“Huh? Why? Why what, Jensen?”
“Why do you want to kill me?”
“That’s a stupid question! ’Cause there’s money on your head, that’s why.”
“What good is it going to do you dead?” Smoke took another few steps.
“Huh? Dead? You’re the one gonna be dead, Jensen. Not me. Now you’re crowdin’ me, Jensen. You just stand still. Back up and drink your beer.”
Smoke took another step. He was almost within swinging distance. “You got a mother somewhere, Dek?”
“Naw. She’s been dead. Now, dammit, Jensen, you stand still, you hear me?”
“No wife for me to write to?”
“Naw. Why the hell would you want to write to my wife even if I had one?”
“To tell her about your death, that’s why.” Smoke took two more steps.
“Jensen, you’re crazy! Y ou know that? You’re as nutty as a road lizard. You ...”
Smoke hit him in the mouth with a right that smashed the man’s lips and knocked him spinning. Smoke jerked the man’s guns from leather and tossed them behind the bar. He stepped back, raising his fists.
“Now, Dek. Now we’ll see how much courage you have. Come on, Dek. You think you’re such a bad man. Fight me. Stand up, Dek. I don’t think you know how. I don’t think you have the guts to fight me.”
Dek cussed him.
Smoke took the time to pull riding gloves from behind his gunbelt and slip them on. He laughed at Dek. “Oh, come on, Dek. What’s the matter? You afraid I might kick your big tough butt all over this town in front of God and everybody? You afraid somebody might see and laugh at you?”
“That’ll be the day,” Dek snarled, raising his fists. “You ain’t about man enough to put me down.”
“We’ll sure see, Dek. But there is one thing that puzzles me.”
“What’s that?”
“Are you trying to talk me to death?”
Cursing, Dek charged Smoke. Smoke ducked a wild swing and tripped him. Grabbing Dek by the collar and by the seat of his pants, Smoke propelled him through the batwings and out into the street, Dek hollering and cussing all the way. On the boardwalk, Smoke gave a mighty heave and tossed Dek into the dirt.
Dek landed on his face and came up spitting dirt and cussing and waving his arms.
Smoke stepped in and gave Dek a combination, left and right, both to the face, which staggered the gunfighter and backed him up, shaking his head and spitting blood.
A crowd began gathering, grinning and watching the fun. The women tried to frown and pretend they didn’t like it, but from the gleam in their eyes, they were very much enjoying watching one of Max Huggins’s men get the tar knocked out of him.

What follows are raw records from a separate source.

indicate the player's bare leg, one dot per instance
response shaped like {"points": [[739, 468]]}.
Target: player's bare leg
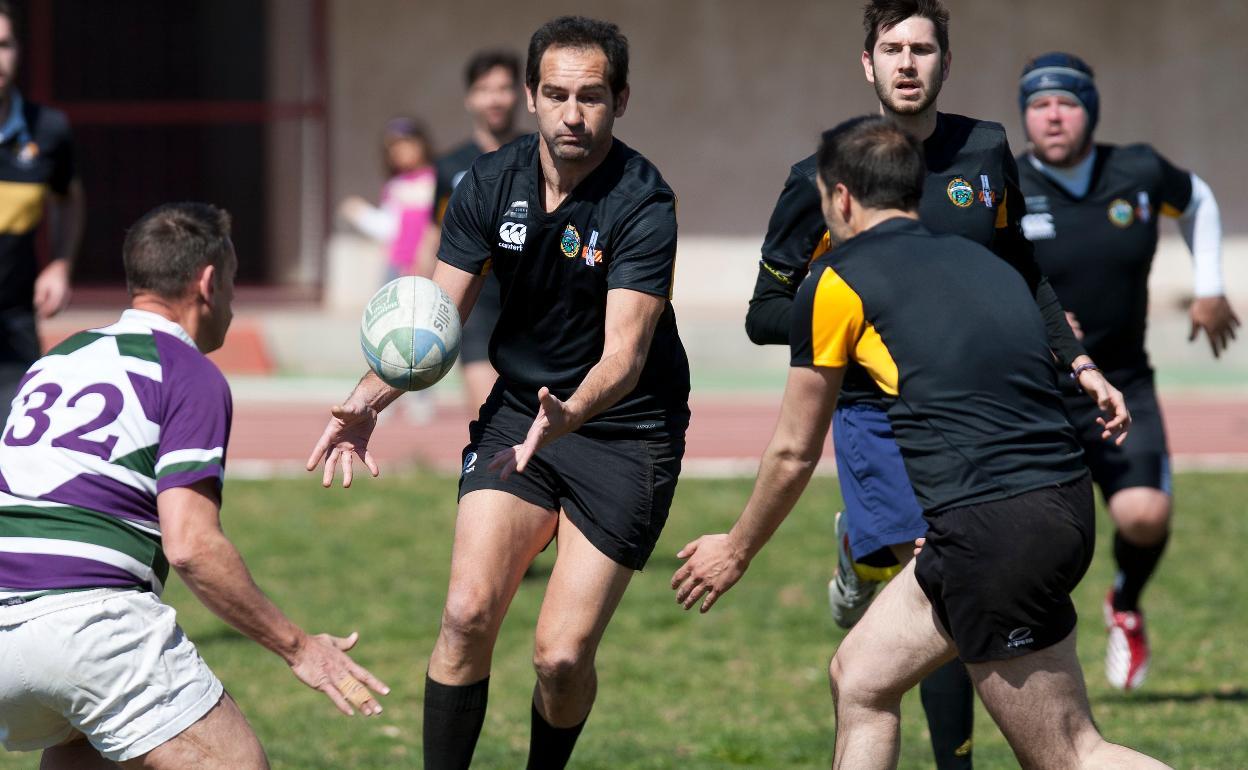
{"points": [[584, 589], [1041, 705], [220, 740], [497, 537], [1141, 514], [889, 652]]}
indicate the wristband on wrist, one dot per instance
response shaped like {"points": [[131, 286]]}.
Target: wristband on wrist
{"points": [[1083, 367]]}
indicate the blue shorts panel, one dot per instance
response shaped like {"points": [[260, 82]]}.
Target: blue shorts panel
{"points": [[880, 504]]}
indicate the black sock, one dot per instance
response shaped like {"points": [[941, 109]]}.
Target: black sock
{"points": [[1136, 564], [453, 715], [949, 700], [549, 746]]}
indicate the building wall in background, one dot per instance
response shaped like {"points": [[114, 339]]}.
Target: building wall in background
{"points": [[726, 94]]}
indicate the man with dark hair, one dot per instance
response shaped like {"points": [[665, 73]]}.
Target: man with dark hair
{"points": [[36, 169], [112, 462], [582, 438], [994, 462], [1092, 216], [971, 190], [492, 80]]}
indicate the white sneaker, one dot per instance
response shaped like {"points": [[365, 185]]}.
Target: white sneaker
{"points": [[1127, 654], [848, 594]]}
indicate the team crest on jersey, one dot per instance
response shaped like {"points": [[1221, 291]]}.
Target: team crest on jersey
{"points": [[1122, 212], [570, 242], [28, 154], [960, 192]]}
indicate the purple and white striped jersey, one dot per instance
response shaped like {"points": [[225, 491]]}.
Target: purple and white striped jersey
{"points": [[100, 426]]}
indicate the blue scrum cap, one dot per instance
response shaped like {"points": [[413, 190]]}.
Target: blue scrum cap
{"points": [[1063, 74]]}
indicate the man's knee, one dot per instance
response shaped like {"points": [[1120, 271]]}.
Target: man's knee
{"points": [[467, 619], [1142, 514], [562, 665], [854, 684]]}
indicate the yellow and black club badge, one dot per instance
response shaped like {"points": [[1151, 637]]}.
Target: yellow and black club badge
{"points": [[1122, 214], [570, 242], [960, 192]]}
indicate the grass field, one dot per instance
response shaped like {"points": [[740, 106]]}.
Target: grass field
{"points": [[743, 687]]}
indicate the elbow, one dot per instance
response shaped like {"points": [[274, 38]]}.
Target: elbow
{"points": [[186, 553]]}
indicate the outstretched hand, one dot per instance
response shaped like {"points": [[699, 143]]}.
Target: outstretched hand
{"points": [[553, 419], [323, 664], [1110, 398], [1219, 322], [713, 567], [351, 426]]}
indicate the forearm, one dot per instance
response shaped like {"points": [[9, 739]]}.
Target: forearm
{"points": [[1061, 340], [783, 477], [1201, 226], [770, 313], [610, 380], [217, 575], [372, 392]]}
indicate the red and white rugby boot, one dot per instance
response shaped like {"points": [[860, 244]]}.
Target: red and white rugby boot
{"points": [[1126, 659]]}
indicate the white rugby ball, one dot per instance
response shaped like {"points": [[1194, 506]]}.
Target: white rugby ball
{"points": [[409, 333]]}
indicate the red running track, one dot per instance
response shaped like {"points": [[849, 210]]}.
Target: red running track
{"points": [[726, 436]]}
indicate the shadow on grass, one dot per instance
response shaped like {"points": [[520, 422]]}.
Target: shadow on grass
{"points": [[1229, 695]]}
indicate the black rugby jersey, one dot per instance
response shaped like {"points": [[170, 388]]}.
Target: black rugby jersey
{"points": [[1098, 250], [971, 190], [617, 230], [975, 404], [36, 157]]}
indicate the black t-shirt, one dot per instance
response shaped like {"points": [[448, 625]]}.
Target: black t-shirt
{"points": [[617, 230], [974, 398], [1098, 250], [971, 190], [34, 161]]}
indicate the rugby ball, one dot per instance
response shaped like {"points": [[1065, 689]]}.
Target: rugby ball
{"points": [[409, 333]]}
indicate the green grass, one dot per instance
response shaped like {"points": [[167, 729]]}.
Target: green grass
{"points": [[743, 687]]}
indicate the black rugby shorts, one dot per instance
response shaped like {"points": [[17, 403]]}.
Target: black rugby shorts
{"points": [[1000, 574], [615, 491]]}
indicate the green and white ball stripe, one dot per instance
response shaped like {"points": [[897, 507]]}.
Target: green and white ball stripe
{"points": [[409, 333]]}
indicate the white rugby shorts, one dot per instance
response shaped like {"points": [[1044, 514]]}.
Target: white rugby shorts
{"points": [[111, 664]]}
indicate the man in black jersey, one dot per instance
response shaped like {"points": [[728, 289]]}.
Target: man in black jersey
{"points": [[582, 438], [995, 466], [493, 80], [970, 190], [1092, 212]]}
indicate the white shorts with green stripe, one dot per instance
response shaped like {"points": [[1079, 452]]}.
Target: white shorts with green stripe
{"points": [[109, 663]]}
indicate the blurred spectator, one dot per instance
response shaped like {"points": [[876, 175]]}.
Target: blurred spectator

“Knock his teeth down his throat, Smoke!” Mrs. Marbly hollered.
“Yeah,” the minister’s wife shouted. “Smite him hip and thigh and bust his mouth, too, Marshal.”

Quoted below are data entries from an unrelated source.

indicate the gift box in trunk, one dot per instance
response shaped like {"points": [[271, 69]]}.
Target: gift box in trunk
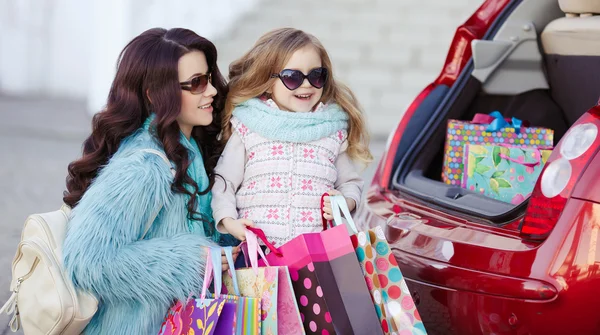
{"points": [[502, 172], [490, 129]]}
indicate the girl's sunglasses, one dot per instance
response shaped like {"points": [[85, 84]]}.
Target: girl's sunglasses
{"points": [[292, 79], [198, 84]]}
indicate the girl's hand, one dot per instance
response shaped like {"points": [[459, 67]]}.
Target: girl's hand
{"points": [[235, 252], [237, 228], [327, 212]]}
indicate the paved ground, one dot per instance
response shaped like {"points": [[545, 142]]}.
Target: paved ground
{"points": [[38, 139]]}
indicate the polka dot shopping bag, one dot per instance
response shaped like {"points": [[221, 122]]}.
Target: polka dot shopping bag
{"points": [[391, 297]]}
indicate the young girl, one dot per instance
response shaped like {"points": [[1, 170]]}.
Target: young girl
{"points": [[292, 133], [166, 98]]}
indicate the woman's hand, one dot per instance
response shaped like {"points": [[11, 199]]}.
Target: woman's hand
{"points": [[237, 228], [235, 252], [327, 212]]}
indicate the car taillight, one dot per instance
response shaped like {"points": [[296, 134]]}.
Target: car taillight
{"points": [[458, 56], [558, 178]]}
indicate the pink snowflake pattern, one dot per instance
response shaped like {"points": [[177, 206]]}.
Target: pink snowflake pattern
{"points": [[276, 182], [309, 153], [306, 184], [243, 130], [277, 150], [273, 214], [307, 216]]}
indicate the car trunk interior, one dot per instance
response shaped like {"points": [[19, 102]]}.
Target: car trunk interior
{"points": [[567, 85]]}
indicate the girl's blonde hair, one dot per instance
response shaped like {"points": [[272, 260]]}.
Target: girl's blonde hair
{"points": [[250, 77]]}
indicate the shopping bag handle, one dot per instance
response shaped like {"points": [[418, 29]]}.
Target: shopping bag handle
{"points": [[231, 263], [213, 267], [338, 203], [261, 234], [252, 250]]}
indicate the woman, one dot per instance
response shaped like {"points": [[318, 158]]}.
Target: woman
{"points": [[167, 96]]}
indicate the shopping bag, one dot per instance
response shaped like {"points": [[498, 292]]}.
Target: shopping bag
{"points": [[202, 315], [506, 173], [488, 129], [393, 302], [331, 293], [279, 311], [247, 314]]}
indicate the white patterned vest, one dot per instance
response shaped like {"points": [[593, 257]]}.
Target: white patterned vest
{"points": [[284, 181]]}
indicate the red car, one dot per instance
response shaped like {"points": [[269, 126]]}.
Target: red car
{"points": [[476, 265]]}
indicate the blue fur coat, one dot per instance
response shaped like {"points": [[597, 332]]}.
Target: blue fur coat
{"points": [[135, 280]]}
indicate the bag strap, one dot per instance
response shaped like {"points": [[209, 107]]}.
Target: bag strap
{"points": [[338, 204], [261, 234], [166, 160], [231, 263]]}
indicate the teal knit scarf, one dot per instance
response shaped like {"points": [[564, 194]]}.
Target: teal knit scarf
{"points": [[276, 124], [197, 172]]}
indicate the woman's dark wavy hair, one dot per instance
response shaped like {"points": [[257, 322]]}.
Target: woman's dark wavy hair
{"points": [[148, 66]]}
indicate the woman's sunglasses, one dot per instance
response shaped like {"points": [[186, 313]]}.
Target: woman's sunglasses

Dek looked wildly around him. He looked back at Smoke just in time to catch a big right fist smack on his nose. The nose crunched and Dek squalled as the blood flew. Dek backed up, trying to clear his vision.
Jensen didn’t give him much chance to do that. Smoke waded in, both big fists working. He busted Dek in the belly and connected with a left to the man’s ear that guaranteed him a cauliflower for a long time ... not to mention impairing his hearing for the rest of his life.
Dek connected with a punch that bruised Smoke’s cheek and seemed only to make him stronger.
Dek suddenly realized that Smoke was going to cripple him; was going to forever end his days as a gunfighter, and was going to do it with his fists, not his guns. He looked for a way out. But several hundred people had formed a wide circle around them. There was no way out. He was trapped.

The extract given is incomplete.